Mr. Zhu joined SAFE after spending 20 years in the U.S. He was personally recruited by SAFE’s director, Yi Gang, who himself had spent many years in the U.S. as an economics professor at Indiana University-Purdue University Indianapolis, according to people with knowledge of the agency’s workings. Mr. Zhu was a big catch for Beijing, whose “1,000 talents program” offers cash awards and research funds to get back talented expatriates, the people said.

His title at SAFE, chief investment officer, sounds technical, but his work is deeply political, said individuals with close ties to SAFE. First, Mr. Zhu had to persuade his superiors to take risks investing China’s reserves, which are viewed as national patrimony and routinely described as xue han qian— money earned by “the blood and sweat” of Chinese workers. Adding to the pressure, China’s big sovereign-wealth fund, China Investment Corp., was criticized in China for taking losses on bets on Wall Street firms before the global financial crisis of 2008, and SAFE didn’t want to open itself to similar criticism.

As a result, SAFE tries to limit its investments outside Treasurys to amounts small enough to hide from the public in case the bets go bad, said a person close to SAFE.

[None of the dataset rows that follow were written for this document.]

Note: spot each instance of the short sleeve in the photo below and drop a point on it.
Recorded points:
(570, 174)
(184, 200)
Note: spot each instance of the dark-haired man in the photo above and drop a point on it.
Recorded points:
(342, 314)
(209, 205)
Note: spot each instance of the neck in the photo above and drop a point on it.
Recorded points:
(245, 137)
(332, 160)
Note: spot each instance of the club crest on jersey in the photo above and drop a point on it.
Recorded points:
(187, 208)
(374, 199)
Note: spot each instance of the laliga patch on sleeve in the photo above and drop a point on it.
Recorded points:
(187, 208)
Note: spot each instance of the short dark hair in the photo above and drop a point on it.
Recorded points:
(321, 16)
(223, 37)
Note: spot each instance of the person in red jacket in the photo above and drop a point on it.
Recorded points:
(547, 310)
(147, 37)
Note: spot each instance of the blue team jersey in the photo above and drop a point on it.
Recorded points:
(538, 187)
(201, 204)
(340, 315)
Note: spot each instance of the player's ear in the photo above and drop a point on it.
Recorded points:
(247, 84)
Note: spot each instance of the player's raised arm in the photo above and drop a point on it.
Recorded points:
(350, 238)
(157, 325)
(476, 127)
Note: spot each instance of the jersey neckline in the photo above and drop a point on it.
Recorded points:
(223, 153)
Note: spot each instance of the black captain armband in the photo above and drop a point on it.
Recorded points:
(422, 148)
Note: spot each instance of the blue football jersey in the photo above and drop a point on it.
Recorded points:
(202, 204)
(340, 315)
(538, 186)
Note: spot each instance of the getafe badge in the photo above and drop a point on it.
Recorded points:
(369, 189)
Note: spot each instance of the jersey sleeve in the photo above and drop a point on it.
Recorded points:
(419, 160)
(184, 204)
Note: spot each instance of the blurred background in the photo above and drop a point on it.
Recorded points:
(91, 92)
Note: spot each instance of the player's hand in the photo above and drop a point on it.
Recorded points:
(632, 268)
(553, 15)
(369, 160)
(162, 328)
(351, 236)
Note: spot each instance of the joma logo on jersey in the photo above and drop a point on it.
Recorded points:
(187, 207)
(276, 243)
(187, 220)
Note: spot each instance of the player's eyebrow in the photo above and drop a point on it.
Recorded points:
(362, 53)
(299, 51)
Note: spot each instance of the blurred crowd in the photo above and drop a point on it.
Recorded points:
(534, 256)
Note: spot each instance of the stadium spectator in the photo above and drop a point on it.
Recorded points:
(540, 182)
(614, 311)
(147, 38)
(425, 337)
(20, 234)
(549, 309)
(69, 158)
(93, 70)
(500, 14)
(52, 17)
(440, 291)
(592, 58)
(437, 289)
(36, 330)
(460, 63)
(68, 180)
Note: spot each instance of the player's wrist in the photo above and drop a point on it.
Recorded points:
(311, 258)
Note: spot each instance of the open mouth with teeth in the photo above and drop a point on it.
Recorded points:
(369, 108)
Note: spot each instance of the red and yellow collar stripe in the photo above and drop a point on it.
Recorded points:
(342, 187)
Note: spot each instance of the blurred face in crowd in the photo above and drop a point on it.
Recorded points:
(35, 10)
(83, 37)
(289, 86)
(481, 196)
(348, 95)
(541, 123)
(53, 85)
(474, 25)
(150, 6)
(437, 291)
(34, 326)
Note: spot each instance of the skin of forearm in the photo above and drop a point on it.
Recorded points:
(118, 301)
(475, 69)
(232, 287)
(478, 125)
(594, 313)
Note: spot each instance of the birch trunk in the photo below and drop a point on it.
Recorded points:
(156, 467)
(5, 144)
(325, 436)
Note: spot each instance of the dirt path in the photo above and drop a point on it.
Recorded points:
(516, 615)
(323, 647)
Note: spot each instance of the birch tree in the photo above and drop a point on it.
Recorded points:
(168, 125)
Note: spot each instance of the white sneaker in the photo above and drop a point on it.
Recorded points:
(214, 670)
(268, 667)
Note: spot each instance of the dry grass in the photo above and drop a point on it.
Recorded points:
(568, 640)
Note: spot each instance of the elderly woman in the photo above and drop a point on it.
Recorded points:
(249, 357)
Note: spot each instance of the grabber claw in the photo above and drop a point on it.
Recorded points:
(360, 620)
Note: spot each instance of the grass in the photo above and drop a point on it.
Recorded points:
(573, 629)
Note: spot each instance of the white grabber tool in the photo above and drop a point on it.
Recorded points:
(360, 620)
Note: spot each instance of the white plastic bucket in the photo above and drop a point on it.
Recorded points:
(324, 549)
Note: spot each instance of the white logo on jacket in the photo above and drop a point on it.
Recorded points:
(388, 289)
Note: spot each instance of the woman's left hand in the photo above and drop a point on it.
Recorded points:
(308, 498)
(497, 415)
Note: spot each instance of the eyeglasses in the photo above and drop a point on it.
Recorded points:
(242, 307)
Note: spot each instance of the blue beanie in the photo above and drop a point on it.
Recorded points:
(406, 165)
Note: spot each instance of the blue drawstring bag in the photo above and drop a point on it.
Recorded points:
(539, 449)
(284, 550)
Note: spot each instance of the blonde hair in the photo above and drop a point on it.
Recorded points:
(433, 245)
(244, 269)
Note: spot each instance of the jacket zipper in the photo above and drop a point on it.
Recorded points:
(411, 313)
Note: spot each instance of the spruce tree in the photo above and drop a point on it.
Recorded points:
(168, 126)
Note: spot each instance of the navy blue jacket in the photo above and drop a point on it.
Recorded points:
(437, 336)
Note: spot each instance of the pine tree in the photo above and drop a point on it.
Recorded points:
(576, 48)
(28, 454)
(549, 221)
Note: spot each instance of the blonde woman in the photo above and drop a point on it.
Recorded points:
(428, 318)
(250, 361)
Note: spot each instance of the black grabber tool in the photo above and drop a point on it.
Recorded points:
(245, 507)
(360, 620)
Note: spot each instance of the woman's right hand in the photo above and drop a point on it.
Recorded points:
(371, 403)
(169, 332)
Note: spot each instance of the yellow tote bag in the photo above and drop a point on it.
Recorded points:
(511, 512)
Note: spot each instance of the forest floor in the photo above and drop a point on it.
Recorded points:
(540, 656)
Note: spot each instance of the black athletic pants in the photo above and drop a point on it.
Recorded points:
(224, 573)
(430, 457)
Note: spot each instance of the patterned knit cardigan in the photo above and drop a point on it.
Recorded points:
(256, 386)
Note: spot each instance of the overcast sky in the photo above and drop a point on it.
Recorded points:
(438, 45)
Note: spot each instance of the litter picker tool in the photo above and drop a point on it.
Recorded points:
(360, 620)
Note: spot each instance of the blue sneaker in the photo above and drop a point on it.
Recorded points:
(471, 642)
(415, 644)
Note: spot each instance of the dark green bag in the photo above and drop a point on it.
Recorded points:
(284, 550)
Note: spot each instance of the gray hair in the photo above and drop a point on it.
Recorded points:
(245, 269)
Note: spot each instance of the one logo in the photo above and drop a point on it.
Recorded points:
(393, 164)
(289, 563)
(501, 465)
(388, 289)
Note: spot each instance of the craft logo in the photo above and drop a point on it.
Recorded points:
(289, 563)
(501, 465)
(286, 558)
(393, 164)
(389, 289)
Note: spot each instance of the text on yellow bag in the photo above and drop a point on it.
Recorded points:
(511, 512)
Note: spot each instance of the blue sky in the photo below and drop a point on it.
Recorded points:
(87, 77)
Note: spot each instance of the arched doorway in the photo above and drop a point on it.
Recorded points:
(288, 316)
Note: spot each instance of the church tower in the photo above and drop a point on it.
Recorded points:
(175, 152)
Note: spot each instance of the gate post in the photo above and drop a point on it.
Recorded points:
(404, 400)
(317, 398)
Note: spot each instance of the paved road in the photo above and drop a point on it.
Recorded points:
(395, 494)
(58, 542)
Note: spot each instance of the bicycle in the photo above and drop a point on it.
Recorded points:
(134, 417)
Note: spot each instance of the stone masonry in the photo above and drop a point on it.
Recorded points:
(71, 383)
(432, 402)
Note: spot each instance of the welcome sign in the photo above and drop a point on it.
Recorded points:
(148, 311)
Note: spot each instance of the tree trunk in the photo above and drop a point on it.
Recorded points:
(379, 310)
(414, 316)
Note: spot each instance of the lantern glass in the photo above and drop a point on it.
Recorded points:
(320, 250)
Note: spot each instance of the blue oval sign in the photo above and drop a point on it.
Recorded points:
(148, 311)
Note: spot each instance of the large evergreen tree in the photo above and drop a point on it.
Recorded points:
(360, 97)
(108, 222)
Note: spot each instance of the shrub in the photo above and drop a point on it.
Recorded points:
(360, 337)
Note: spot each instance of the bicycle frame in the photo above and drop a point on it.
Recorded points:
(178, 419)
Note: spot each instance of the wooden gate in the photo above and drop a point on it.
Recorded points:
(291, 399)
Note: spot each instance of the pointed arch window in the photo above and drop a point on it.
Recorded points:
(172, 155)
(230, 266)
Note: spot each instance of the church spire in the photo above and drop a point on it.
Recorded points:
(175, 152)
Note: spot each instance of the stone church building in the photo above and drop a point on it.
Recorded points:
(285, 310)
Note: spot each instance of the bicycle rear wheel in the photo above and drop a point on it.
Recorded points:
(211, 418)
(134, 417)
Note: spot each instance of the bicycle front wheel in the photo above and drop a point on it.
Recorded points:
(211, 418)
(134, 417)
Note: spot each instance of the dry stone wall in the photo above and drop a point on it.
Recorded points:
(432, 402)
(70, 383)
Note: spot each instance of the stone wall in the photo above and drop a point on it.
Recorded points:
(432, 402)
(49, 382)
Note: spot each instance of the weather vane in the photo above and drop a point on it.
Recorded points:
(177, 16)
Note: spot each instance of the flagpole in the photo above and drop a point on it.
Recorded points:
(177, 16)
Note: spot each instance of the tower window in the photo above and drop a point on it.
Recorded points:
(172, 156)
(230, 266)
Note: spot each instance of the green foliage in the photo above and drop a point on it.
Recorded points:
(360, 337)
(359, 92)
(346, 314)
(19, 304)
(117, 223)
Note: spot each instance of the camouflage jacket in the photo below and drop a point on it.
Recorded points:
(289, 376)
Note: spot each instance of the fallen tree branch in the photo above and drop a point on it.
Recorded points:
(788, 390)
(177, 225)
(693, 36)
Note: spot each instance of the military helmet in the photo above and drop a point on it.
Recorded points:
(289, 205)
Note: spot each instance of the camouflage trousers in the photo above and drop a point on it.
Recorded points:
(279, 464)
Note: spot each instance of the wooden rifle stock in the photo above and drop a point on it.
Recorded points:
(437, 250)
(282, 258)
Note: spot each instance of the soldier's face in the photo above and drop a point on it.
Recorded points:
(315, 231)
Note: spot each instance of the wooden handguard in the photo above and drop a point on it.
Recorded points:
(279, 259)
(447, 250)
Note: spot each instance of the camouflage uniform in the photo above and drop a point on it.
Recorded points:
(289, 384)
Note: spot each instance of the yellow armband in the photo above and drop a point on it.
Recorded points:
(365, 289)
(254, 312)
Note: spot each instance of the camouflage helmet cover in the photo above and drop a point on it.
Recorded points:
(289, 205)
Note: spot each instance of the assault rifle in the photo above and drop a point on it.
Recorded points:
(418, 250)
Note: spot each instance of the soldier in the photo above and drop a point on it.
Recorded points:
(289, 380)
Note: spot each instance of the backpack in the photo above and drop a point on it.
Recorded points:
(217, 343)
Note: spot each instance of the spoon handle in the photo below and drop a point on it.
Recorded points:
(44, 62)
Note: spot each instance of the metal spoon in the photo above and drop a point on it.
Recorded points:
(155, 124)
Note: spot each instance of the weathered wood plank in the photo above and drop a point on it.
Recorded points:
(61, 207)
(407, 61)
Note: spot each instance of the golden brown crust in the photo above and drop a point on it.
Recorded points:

With Mr. Zhu’s endorsement, SAFE was an early investor in bonds issued by the European Financial Stability Fund, according to those involved, and has invested regularly since then in the bailout fund.

The amounts of the investment aren’t disclosed but are likely to be substantial. As the European crisis deepened in early 2012, European officials held brainstorming sessions with Mr. Zhu and other Chinese government officials about how to interest China in bonds that might be used to bail out Italy or Spain, according to individuals inside and outside China who are familiar with the sessions.

Brussels officials wanted to learn what returns Beijing would expect from investments compared to the risk the Chinese might be willing to accept, they said. Mr. Zhu gave “clear indications” of what the Chinese would want, said a person familiar with the talks. In the end, the Europeans didn’t issue the new instruments as the crisis ebbed.

Mr. Zhu’s transformation into investment guru still surprises some old acquaintances. His 1995 dissertation from the University of Chicago, “Inter-Landau Level Polarization and Wigner Crystal,” examined circumstances where electrons strongly interfere and become entangled with one another, a hot area in physics now that may someday lead to breakthroughs in quantum computing.

“Those with an entrepreneurial drive went to Wall Street,” said physicist Paul Wiegmann, Mr. Zhu’s thesis adviser. He said he thought the fast pace of a trader fit his former student, who finished his dissertation in two years, half the usual time.

“I thought he’d do well, but doing so well, that’s a surprise,” Mr. Wiegmann said. “He came from a foreign country, from a rural area, with no experience in the culture and the operation of [U.S.] society. He’s literally self-made.”